Michael empujó de nuevo la puerta, y esta vez consiguió abrirla hacia adentro otro par de centímetros. Dio unos pasos hacia atrás y corrió contra la puerta, cargando con el hombro. Por fin se abrió lo suficiente para que él pudiera colarse adentro. Miró hacia atrás a los otros durante un instante antes de desaparecer.
—Realmente no me gusta nada esto —murmuró Emma para sí misma, mirando inquieta alrededor. El viento helado le agitaba el cabello por delante de la cara y le hacía llorar los ojos.

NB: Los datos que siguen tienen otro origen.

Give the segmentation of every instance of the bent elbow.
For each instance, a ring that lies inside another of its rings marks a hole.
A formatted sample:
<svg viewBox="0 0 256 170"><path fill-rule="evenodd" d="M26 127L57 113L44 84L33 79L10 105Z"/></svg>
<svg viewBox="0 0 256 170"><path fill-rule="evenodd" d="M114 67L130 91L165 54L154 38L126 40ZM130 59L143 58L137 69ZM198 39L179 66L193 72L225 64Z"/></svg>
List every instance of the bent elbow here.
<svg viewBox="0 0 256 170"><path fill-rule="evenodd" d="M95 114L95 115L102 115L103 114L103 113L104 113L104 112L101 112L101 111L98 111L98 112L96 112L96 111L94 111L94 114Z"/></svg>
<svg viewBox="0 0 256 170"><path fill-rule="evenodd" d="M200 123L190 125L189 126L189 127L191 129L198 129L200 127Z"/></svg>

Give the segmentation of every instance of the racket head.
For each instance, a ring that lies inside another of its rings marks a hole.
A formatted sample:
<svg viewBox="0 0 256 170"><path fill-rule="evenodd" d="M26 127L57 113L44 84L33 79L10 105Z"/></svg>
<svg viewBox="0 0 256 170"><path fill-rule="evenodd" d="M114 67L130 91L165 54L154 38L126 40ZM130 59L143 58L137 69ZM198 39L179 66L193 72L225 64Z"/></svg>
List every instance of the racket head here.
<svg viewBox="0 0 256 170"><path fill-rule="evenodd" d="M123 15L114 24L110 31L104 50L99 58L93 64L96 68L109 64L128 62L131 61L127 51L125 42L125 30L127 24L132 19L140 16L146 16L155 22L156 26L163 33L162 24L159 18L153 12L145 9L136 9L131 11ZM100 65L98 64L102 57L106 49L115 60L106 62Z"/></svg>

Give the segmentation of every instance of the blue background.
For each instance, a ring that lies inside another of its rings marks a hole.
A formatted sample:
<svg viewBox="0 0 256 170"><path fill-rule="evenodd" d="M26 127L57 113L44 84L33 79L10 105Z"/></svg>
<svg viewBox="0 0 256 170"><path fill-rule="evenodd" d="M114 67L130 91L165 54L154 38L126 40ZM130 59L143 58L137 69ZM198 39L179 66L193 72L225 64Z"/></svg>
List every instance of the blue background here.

Se quedó mirando fijamente la puerta del café, esperando la reaparición de Michael.
Dentro del edificio, Michael descubrió que lo que bloqueaba la puerta era el cuerpo rígido e inmóvil de una chica adolescente, que había caído de espaldas al morir. Las brutales acometidas de Michael la habían puesto de costado, lo que dejó a Michael unos centímetros por los que poder entrar. Con cuidado, la agarró por el brazo izquierdo y la arrastró fuera de la trayectoria de la puerta.